The 12 Labors of Fantomas: Fantomas fights an insane rich Greek weapon salesman à la Hercules: each of Fantomas' 12 labors liberates one of his 12 assistants that were kidnapped by the Greek guy.

The Son of Hitler: Fantomas fights the son of Hitler, who grows in Paris and tries to take over Europe again. Ironically, he falls in love with Fantomas' black assistant, Libra.

The Scorpion Sect: Fantomas fights a group of "devil worshippers" trying to take control of France.

Fantomas vs. Papa Mango: Fantomas fights an African voodoo priest trying to take over by killing and replacing French government figures with his own people.

Fantomas in the XXV Century: Fantomas, Professor Semo and the robot are held as heroes of the future. The story goes that after a great war, Fantomas and Semo managed to re-populate the world. He also fights some alien invaders.

Fantomas vs ?????: I remember Fantomas fighting an old Aztec warlord, who controlled Mexico with the help of a few rich families.

The Akhenaton Medallion: Fantomas finds evidence of Akhenaton, the Egyptian ruler whose existence was attempted to be erased from history. However, he has to fight Anubis in the land of the dead.

Those are just some of the adventures I remember. There are also single issues with one story per issue.

The newer Fantomas from Editorial Vid is not only vastly inferior, is just a cheapened version of the Mexican Fantomas of the 60's and 70's. Less plot and culture, more miniskirts and dumbed-down action. I don't think the publication has stopped, but I may be mistaken since I haven't been to Mexico in about two years.

Many thanks for the synopses of these wonderful-sounding Fantomas adventures.
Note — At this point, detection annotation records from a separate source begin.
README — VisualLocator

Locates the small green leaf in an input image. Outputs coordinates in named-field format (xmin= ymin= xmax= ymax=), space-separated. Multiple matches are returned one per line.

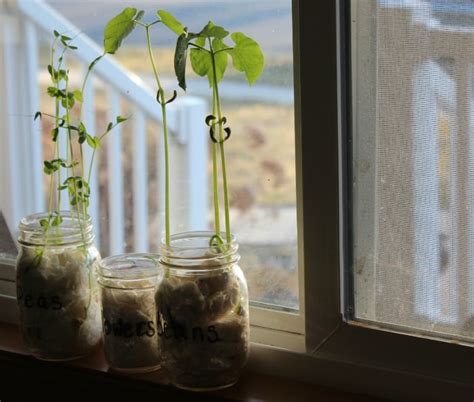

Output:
xmin=190 ymin=39 xmax=228 ymax=87
xmin=55 ymin=70 xmax=69 ymax=81
xmin=49 ymin=127 xmax=59 ymax=142
xmin=166 ymin=90 xmax=178 ymax=104
xmin=46 ymin=87 xmax=59 ymax=98
xmin=43 ymin=161 xmax=57 ymax=175
xmin=156 ymin=10 xmax=186 ymax=35
xmin=73 ymin=89 xmax=84 ymax=102
xmin=229 ymin=32 xmax=265 ymax=85
xmin=104 ymin=7 xmax=139 ymax=54
xmin=88 ymin=54 xmax=104 ymax=71
xmin=51 ymin=215 xmax=63 ymax=226
xmin=40 ymin=219 xmax=49 ymax=229
xmin=199 ymin=21 xmax=229 ymax=39
xmin=209 ymin=38 xmax=228 ymax=87
xmin=61 ymin=92 xmax=75 ymax=109
xmin=206 ymin=114 xmax=217 ymax=127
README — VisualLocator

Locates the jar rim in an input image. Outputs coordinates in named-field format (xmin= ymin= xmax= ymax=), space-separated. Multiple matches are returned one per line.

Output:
xmin=18 ymin=211 xmax=95 ymax=246
xmin=98 ymin=253 xmax=160 ymax=281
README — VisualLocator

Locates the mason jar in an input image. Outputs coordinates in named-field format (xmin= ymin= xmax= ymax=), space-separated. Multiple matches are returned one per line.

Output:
xmin=16 ymin=212 xmax=102 ymax=360
xmin=99 ymin=254 xmax=161 ymax=373
xmin=156 ymin=232 xmax=249 ymax=391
Unfortunately it does appear that Editorial Vid has ceased publication of the new Fantomas comic. However, Fantomas has seemed to be finished off more than a few times in the history of his various incarnations, and I'm sure that he will reappear in a new guise before too long.

You've also cleared up something that was puzzling to me: some fans of the Fantomas comic book reported that it featured a single story per issue, while others said that the stories could be spread over fifteen or twenty issues. As it turns out, at different times in its publication history the comic was issued in both formats. Thanks again for writing!